SDB:Converting Files or File Names to UTF-8 Encoding

From openSUSE


Version: 9.1

Symptom

Special characters in files or file names are not properly displayed.

Cause

As of SUSE LINUX version 9.1, the default system character set is "lang_LANG.UTF-8". Further, if you have files from Windows filesystems, their filename might not be encoded correctly.

Solution

There are several approaches for the conversion to UTF-8 encoding:

If you have problems concerning the incorrect representation of file names, use the script "convmv" to convert these names to UTF-8. For example:

sudo zypper in convmv

to install the script.

convmv --notest -r -f latin1 -t utf-8

If the files are from a Windows filesystem, you can change their encoding with:

convmv -r -f cp1252 -t utf-8

Add a --notest to the line above, to actually change the filenames. Without it, convmv will just show you what it would do, i.e. before you convert, make sure you have chosen the correct input-encoding. Other English encoding could be cp437

If you have problems concerning the incorrect representation of file contents, use the command "iconv" to convert them to UTF-8. For example:

iconv -f latin1 -t utf-8 document.txt >> document_new.txt

To switch back to the ISO encoding, open the "Language selection" module in the "System" section in "YaST Control Center". The language currently in use is preselected after launching the module.
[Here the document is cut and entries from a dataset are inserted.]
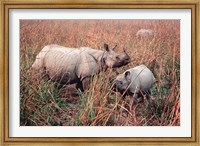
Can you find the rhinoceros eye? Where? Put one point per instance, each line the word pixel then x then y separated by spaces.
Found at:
pixel 117 58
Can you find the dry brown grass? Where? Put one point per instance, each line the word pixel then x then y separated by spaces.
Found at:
pixel 42 103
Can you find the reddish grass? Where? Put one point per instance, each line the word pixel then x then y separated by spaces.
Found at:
pixel 44 104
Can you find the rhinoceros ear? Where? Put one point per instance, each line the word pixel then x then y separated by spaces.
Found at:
pixel 127 74
pixel 115 47
pixel 106 47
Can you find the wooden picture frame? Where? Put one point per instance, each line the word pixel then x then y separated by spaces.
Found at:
pixel 194 5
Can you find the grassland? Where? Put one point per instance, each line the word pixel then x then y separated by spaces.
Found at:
pixel 44 104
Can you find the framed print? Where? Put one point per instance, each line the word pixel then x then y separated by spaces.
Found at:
pixel 100 72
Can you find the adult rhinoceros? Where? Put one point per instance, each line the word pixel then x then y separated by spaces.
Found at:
pixel 77 65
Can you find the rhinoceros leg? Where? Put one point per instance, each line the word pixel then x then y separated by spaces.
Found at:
pixel 148 97
pixel 79 86
pixel 85 83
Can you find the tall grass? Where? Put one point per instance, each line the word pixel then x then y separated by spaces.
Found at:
pixel 42 102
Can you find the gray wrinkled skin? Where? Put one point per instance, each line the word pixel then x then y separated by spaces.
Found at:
pixel 145 33
pixel 76 65
pixel 135 81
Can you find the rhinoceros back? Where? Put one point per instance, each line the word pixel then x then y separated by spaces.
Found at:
pixel 142 78
pixel 60 63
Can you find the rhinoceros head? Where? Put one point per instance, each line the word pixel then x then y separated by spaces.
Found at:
pixel 122 82
pixel 113 59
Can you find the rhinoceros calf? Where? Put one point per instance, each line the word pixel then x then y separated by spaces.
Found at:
pixel 136 82
pixel 77 65
pixel 145 33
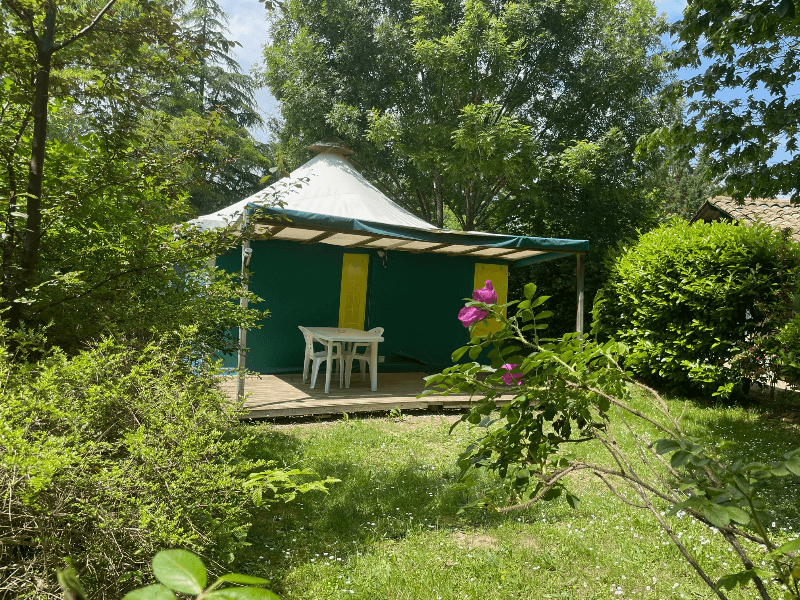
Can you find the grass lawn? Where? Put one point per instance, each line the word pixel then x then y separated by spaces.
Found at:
pixel 392 528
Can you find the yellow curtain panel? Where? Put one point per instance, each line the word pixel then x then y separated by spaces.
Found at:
pixel 498 275
pixel 353 296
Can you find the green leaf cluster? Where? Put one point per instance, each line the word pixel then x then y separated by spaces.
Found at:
pixel 112 454
pixel 455 108
pixel 575 394
pixel 184 572
pixel 742 104
pixel 687 298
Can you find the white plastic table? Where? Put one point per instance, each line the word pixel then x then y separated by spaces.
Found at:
pixel 337 334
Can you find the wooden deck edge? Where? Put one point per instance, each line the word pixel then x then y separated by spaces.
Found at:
pixel 441 402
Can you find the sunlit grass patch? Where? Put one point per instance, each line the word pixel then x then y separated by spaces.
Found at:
pixel 393 527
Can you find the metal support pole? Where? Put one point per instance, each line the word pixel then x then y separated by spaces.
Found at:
pixel 579 318
pixel 241 363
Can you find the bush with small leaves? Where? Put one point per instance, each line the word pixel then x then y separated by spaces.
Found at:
pixel 183 572
pixel 687 299
pixel 545 405
pixel 111 455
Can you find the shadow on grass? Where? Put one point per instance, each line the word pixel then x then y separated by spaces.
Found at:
pixel 761 434
pixel 371 505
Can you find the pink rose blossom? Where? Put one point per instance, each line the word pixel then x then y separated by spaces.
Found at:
pixel 486 294
pixel 508 378
pixel 469 315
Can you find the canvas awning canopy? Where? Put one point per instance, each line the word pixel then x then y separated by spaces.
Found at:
pixel 347 232
pixel 328 201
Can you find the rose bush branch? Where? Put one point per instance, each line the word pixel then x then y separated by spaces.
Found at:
pixel 542 400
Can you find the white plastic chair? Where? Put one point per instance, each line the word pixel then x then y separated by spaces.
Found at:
pixel 363 359
pixel 317 358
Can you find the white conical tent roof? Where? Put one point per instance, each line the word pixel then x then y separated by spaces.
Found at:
pixel 326 185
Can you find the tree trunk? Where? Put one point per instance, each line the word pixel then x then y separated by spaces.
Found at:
pixel 33 229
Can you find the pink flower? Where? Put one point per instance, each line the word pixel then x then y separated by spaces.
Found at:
pixel 469 315
pixel 508 378
pixel 486 294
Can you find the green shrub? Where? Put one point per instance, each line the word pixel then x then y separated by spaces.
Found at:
pixel 687 298
pixel 109 456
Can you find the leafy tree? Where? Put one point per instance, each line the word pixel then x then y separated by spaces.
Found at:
pixel 113 185
pixel 458 106
pixel 687 188
pixel 212 86
pixel 75 50
pixel 551 409
pixel 744 104
pixel 686 298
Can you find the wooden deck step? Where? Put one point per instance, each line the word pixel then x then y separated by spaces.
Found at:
pixel 275 396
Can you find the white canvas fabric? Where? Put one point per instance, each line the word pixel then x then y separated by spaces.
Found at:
pixel 326 185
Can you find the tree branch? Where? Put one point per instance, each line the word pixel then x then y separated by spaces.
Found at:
pixel 86 29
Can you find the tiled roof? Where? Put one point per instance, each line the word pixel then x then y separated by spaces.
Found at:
pixel 777 213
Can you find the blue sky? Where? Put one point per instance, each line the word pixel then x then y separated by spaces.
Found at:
pixel 248 26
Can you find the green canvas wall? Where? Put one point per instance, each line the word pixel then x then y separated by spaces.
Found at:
pixel 414 297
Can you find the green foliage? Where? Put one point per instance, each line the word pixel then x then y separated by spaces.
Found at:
pixel 687 298
pixel 211 87
pixel 743 103
pixel 118 166
pixel 283 484
pixel 111 455
pixel 184 572
pixel 456 107
pixel 572 393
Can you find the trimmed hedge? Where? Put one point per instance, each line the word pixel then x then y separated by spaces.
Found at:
pixel 687 299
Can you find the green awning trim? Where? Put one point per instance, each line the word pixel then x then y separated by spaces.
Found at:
pixel 555 248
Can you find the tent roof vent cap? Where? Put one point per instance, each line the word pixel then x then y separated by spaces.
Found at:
pixel 331 145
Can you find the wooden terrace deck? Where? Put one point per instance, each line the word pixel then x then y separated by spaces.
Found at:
pixel 275 396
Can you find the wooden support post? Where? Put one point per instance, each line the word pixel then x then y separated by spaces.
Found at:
pixel 241 363
pixel 579 318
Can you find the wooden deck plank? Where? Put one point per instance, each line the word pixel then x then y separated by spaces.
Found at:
pixel 275 396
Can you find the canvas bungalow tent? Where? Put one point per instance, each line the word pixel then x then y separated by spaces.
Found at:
pixel 338 252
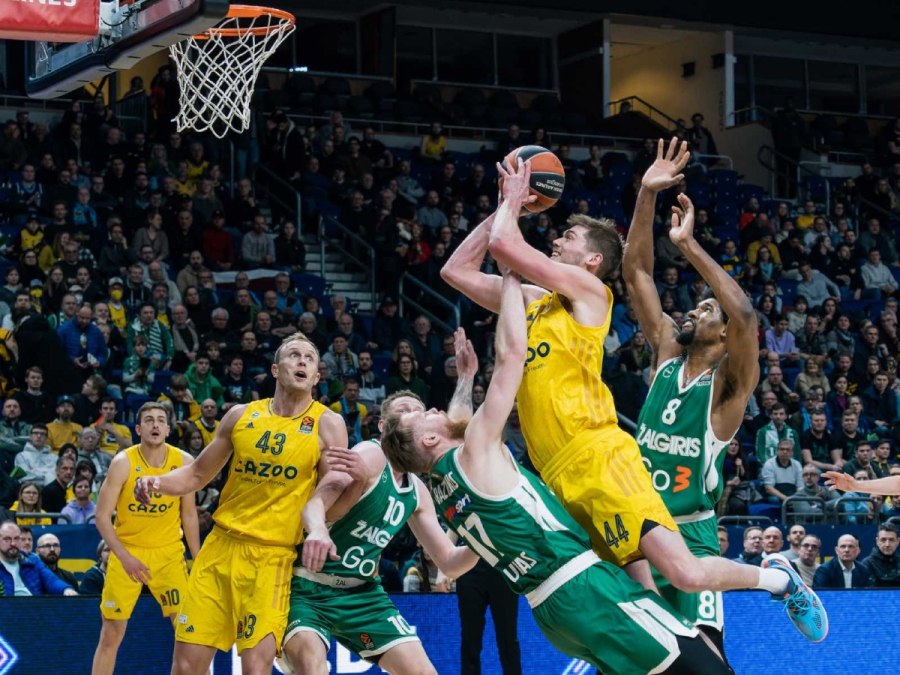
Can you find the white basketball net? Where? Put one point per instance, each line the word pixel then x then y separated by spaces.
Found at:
pixel 217 74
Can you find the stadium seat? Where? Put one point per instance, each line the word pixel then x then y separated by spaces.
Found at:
pixel 309 284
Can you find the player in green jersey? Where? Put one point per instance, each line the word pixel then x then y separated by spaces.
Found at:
pixel 701 379
pixel 587 608
pixel 336 591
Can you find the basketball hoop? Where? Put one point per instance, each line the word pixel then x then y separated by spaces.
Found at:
pixel 217 69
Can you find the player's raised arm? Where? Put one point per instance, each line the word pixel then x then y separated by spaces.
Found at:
pixel 740 366
pixel 119 471
pixel 511 345
pixel 637 266
pixel 453 561
pixel 198 474
pixel 460 407
pixel 509 247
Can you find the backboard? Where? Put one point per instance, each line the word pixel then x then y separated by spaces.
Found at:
pixel 128 33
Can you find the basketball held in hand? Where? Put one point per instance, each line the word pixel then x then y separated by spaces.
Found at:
pixel 548 179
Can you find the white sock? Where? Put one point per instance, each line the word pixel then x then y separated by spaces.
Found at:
pixel 773 580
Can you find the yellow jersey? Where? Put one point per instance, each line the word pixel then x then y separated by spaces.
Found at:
pixel 561 394
pixel 274 471
pixel 154 525
pixel 208 434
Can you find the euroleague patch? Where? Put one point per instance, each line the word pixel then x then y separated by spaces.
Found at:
pixel 306 425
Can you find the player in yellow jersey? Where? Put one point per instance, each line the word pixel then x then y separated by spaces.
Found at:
pixel 566 411
pixel 240 583
pixel 145 539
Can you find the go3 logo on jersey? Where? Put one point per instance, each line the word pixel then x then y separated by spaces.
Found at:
pixel 662 481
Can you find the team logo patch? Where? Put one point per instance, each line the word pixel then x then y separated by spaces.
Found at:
pixel 306 425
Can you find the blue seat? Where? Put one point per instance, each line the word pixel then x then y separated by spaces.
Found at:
pixel 309 284
pixel 381 364
pixel 721 178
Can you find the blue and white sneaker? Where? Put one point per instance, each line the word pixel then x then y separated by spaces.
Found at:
pixel 802 605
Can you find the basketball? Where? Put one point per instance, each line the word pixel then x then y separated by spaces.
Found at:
pixel 548 179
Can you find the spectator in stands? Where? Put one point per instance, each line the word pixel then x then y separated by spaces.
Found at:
pixel 113 436
pixel 816 444
pixel 752 553
pixel 63 430
pixel 770 436
pixel 433 145
pixel 773 541
pixel 876 276
pixel 29 501
pixel 94 579
pixel 80 508
pixel 12 426
pixel 25 575
pixel 49 551
pixel 53 495
pixel 808 561
pixel 880 404
pixel 407 379
pixel 883 563
pixel 843 571
pixel 257 248
pixel 782 475
pixel 36 458
pixel 431 215
pixel 161 348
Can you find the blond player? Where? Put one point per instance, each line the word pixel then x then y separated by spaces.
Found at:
pixel 568 415
pixel 240 583
pixel 145 539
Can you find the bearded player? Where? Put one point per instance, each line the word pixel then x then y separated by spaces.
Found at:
pixel 701 381
pixel 336 591
pixel 567 413
pixel 240 583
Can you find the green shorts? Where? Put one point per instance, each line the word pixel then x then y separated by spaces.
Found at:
pixel 704 608
pixel 605 618
pixel 363 618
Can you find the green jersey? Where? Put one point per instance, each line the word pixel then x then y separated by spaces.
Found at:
pixel 361 535
pixel 526 534
pixel 677 442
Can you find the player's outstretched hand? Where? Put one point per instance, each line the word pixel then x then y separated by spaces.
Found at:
pixel 666 170
pixel 317 548
pixel 135 569
pixel 466 360
pixel 838 480
pixel 144 486
pixel 347 461
pixel 517 182
pixel 682 230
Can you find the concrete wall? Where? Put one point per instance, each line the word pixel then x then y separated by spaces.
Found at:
pixel 655 76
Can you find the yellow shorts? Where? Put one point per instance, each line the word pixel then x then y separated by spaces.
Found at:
pixel 238 593
pixel 168 581
pixel 604 485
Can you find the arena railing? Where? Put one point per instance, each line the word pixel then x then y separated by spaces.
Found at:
pixel 326 241
pixel 279 191
pixel 812 517
pixel 406 299
pixel 55 517
pixel 483 133
pixel 670 122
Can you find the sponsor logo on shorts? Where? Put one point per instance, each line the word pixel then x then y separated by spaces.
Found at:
pixel 306 425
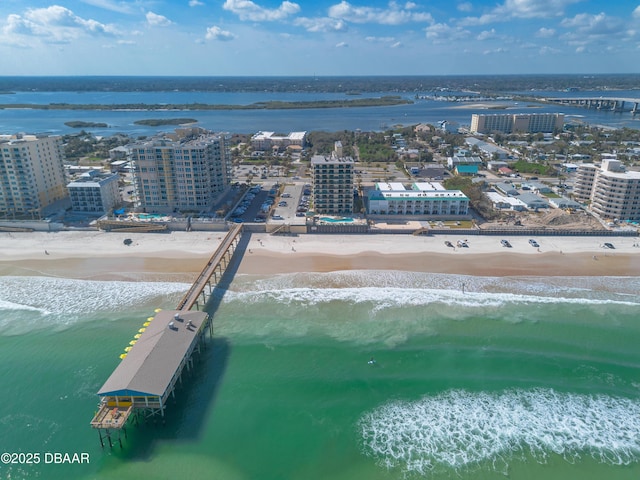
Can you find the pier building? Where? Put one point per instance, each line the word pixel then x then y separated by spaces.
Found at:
pixel 154 363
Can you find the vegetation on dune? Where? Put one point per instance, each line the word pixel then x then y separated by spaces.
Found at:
pixel 156 122
pixel 272 105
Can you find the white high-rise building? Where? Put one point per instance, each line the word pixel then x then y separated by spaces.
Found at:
pixel 613 193
pixel 181 175
pixel 94 192
pixel 32 175
pixel 332 185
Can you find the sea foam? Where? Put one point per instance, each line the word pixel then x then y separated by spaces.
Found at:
pixel 464 430
pixel 40 302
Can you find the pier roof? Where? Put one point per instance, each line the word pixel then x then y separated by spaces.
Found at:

Click "Details" and disable the use of UTF-8 encoding in the displayed dialog. Accept the modified settings and finish YaST.


The release notes for SUSE LINUX version 9.1 include a section on this subject:

UTF-8 Encoding Is Default

See http://www.suse.de/~mfabian/suse-cjk/locales.html

Non-UTF-8 File Names

Files from file systems created with SUSE LINUX versions up to 9.0 do not use UTF-8 encoding for the file names (unless otherwise specified). If these files include non-ASCII characters, they are not properly displayed with SUSE LINUX 9.1 or newer versions. To avoid this, use the script convmv to convert the files to UTF-8.